Why this Site Exists

Inspiration

This site wouldn’t exist without the initial spark that drove me to try to do this thing. That spark was lit by:

Educational Materials Hosting

Beside the spark of inspiration, I have immediately realizable utility for a website with respect to my tutoring practice. In particular, I can post the educational materials I make for my clients on here.

Personal Content

In addition to my tutoring/teaching, I also actually practice math and music. I hope to use my website as a gallery for my work.

How this Site Exists

Building the Site

OK. It’s really easy to want to do something; it’s harder to actually do it. So, how did I make this site?
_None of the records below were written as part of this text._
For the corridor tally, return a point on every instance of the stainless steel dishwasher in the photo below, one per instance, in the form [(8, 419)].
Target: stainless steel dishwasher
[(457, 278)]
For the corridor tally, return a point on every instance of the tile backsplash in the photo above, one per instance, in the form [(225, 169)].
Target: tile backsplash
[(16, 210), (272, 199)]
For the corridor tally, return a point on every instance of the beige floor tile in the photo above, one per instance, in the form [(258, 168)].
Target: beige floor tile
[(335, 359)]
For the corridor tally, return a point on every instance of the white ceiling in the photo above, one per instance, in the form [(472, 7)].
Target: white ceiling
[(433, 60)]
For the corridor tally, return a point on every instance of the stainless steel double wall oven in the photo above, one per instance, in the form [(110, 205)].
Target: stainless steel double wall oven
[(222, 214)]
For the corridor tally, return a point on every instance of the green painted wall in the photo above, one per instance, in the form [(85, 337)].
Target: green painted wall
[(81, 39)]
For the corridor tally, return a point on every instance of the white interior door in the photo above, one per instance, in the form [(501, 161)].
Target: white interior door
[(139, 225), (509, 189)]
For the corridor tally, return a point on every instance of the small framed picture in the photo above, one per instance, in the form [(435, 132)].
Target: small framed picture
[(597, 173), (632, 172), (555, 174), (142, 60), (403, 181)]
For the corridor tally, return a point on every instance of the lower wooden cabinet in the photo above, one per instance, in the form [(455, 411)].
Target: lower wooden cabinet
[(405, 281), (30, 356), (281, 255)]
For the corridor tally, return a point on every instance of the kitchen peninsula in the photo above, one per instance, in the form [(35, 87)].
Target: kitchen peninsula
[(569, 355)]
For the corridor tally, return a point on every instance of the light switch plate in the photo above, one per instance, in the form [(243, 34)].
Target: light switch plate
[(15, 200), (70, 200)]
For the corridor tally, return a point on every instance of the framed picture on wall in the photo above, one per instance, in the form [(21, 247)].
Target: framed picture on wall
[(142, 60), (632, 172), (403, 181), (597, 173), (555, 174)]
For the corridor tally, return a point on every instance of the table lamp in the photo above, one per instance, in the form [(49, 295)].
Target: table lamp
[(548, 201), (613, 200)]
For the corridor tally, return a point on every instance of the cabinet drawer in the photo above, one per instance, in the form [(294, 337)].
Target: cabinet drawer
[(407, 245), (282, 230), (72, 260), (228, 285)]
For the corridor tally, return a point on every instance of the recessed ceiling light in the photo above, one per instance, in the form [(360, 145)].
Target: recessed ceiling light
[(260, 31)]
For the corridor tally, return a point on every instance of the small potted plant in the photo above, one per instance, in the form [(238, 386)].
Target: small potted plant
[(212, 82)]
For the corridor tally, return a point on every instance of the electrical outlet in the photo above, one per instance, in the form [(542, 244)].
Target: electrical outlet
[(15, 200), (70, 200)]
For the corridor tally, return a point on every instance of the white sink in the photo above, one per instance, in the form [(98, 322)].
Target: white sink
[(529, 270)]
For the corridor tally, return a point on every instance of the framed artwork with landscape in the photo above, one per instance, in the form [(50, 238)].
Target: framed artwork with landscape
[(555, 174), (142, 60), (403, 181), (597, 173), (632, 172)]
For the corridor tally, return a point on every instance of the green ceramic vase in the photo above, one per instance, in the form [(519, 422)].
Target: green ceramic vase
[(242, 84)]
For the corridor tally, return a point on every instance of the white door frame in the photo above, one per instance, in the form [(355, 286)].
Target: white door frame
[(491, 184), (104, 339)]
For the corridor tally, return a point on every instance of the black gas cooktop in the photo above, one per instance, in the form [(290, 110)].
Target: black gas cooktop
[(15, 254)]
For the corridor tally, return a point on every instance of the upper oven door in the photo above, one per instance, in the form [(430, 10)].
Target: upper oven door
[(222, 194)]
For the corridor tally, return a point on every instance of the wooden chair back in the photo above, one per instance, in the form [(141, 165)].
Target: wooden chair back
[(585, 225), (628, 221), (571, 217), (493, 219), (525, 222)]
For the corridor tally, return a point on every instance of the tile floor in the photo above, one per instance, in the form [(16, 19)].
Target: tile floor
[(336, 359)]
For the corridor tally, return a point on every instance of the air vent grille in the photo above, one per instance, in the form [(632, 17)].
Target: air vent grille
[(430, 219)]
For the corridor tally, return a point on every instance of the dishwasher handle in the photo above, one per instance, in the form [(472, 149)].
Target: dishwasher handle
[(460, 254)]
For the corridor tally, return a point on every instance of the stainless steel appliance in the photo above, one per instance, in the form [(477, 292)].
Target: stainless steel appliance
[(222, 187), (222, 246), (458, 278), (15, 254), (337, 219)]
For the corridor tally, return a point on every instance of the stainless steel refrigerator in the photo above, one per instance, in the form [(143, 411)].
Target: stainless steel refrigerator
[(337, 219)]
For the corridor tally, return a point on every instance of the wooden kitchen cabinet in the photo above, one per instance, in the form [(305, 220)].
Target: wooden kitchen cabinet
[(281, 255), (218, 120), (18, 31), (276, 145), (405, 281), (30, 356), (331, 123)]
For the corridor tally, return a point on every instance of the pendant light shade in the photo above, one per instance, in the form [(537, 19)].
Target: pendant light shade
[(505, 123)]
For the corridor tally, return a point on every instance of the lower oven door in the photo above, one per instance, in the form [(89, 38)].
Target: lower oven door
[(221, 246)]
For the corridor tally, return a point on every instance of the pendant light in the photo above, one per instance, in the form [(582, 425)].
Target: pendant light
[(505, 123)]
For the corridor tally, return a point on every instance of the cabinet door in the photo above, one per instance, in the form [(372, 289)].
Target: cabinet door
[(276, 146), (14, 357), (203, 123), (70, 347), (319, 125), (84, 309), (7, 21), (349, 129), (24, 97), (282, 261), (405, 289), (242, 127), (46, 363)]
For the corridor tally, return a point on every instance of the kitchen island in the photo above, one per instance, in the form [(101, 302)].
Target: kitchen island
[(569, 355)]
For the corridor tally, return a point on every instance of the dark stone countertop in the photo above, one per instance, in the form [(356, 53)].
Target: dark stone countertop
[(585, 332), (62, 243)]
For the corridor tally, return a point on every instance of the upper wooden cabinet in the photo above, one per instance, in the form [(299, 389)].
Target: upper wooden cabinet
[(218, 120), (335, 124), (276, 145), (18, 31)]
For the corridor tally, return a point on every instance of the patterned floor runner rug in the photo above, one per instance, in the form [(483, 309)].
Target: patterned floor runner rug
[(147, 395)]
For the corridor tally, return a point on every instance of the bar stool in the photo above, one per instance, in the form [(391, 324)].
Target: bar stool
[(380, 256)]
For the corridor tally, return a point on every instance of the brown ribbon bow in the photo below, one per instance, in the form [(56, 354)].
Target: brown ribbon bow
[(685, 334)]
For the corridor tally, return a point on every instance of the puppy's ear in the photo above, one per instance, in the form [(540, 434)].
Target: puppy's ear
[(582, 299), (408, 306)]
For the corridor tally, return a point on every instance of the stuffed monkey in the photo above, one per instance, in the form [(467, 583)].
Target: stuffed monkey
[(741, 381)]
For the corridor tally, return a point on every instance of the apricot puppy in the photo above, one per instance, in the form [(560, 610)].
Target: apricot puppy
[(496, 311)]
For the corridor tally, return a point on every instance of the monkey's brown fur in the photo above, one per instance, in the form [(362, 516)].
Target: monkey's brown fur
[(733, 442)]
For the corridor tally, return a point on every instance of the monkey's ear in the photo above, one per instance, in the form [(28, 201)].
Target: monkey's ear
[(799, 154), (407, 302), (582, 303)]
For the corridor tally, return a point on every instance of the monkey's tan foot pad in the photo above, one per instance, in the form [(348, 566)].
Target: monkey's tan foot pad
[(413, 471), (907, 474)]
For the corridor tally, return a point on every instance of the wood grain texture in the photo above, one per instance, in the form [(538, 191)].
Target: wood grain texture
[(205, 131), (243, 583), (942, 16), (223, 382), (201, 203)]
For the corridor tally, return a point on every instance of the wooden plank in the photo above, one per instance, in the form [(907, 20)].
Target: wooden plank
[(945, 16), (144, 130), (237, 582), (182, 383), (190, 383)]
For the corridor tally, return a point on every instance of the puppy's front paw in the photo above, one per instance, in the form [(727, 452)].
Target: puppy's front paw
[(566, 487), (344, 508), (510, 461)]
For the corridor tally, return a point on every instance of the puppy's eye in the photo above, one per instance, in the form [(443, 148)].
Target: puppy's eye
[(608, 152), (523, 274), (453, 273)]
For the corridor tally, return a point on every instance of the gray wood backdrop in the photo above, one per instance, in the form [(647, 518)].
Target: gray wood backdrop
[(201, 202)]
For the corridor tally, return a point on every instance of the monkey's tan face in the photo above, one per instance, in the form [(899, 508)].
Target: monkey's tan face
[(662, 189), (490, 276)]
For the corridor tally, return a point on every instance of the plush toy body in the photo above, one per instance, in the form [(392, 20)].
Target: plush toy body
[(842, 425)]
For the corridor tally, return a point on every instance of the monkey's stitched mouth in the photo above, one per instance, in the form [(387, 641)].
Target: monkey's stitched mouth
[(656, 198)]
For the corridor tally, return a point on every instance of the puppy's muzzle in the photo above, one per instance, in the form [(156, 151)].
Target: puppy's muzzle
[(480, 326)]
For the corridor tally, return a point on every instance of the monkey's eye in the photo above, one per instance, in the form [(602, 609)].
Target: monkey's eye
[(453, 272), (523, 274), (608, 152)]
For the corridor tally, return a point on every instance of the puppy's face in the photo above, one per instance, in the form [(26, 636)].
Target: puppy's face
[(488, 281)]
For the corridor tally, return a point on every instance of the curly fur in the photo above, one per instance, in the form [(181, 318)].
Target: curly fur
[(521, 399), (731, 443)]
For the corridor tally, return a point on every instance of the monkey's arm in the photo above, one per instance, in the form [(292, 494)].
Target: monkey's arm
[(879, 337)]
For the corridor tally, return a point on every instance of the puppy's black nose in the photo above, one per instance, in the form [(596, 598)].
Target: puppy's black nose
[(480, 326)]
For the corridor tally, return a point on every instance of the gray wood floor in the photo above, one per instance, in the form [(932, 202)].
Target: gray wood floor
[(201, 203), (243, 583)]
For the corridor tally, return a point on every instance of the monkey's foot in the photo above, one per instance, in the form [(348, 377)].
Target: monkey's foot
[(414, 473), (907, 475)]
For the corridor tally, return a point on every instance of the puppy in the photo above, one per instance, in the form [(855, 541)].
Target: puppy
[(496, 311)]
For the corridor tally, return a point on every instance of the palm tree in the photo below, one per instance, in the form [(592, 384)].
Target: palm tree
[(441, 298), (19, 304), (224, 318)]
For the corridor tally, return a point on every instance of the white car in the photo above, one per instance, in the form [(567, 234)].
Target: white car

Learning Hugo from Scratch

In order to build an extensible website as painlessly as possible, I decided to use a static site generator: Hugo. Hugo, like other static site generators, compartmentalizes structure–via templates–from content–via .md or .org files, etc.

Structure

Layouts are the templates in Hugo; they define the structure for your pages and are the main things you have to define to make your site. The best way to understand how this works is by seeing some minimal examples. If you want to follow along at home, I have included instructions on how to quickly setup a development environment. As far as I know, the absolutely most minimal possible working hugo project is the following:

index.html:
test

hugo-project-root-directory
├── hugo.toml
└── layouts
    └── index.html

You can see this page in your browser by running the hugo server from within hugo-project-root-directory; by default, the address for the local server will be localhost:1313, which you can put into your browser’s address bar. You should see only the word test on the page.

Content

However, the most principled way to structure our project is by changing it to the following:

index.html:
{{ define "test" }}
	{{ .Content }}
{{ end }}

baseof.html:
{{ block "test" . }}
{{ end }}

_index.md:
test

hugo-project-root-directory
├── hugo.toml
├── layouts
│   ├── index.html
│   └── _default
│       └── baseof.html
└── content
    └── _index.md

This should render exactly the same site.

Going Further

The examples above are minimal, and demonstrate the most basic way that Hugo works. However, they are woefully inadequate to demonstrate how Hugo works on a larger scale. I encourage you to experiement with them by following this tutorial. In that tutorial, the author actually follows sane conventions instead of singularly focusing on making the examples as minimal as possible.

From there, there is a whole world of possibilities with Hugo. See the official documentaion for more. Additionally, if you’re an emacs user, you can use org-mode to generate markdown with ox-hugo, and even combine that with org-roam.

Populating the Site

As of the time I’m writing this, I’m still adding stuff to the site. However, I can already mention a few things:

Text

I hope that the majority of the content on my site is useful text. I hope to regularly update my site with new text content, and so Hugo’s ability to render sites from markdown is very nice. I am an emacs user, and so I have been experimenting with ox-hugo. Ox-hugo uses org-mode to enhance the markdown-drafting experience. For this particular post, though I didn’t use it; I’ll have more to say about ox-hugo later.

Media

Besides text, I also want to have downloadable or interactive content on my site.

Styling the Site

As of the time of writing, I haven’t done any styling. I will probably make a separate blog post about this later, since it’s a fairly involved process.

Deploying the Site

Now that my site is built, I have to actually publish it!

Domain Registration

I used Epik to register my domain. You may have noticed that my domain, sanchace.xyz, uses xyz rather than com. These “endings” are called top-level domains. Usually, com is more expensive than xyz, and was originally primarily used by companies, and is administrated by Verisign. Conversely, xyz is explicitly general-purpose and is administated by XYZ.com and Team Internet Group.

There are various other top-level domains, as well. You can see a full list here.

Hosting Solution

There are various hosting solutions you can use, including:

Setting up the VPS

Once I got my server (which runs Debian, by the way), I needed to do a few things:

  1. Securing the Server

    The first thing I do when I spin up a server is to transfer my ssh keys and and disable password authentication. Then, instead of being able to access the server with a password (which could be anyone from anywhere), you must access the server from a machine with a private key that goes with the public keys on the server.

  2. Setting up the Webserver

    I use nginx as my webserver. It is pretty straightforward to set up; you just need to simlink sites-available to sites-enabled and write a simple config file.

  3. Setting up HTTPS Certification

    I use certbot to automatically generate–and renew!–Secure Sockets Layer (SSL) certificates. SSL certificates enable HTTPS, where the “S” stands for “Secure” (and the “HTTP” stands for “HyperText Transfer Protocol”).

Deploying the Site

I used rsync to move the site files from my local development environment to the webserver. Traditionally, the directory is some subdirectory of /var/www/. That’s it!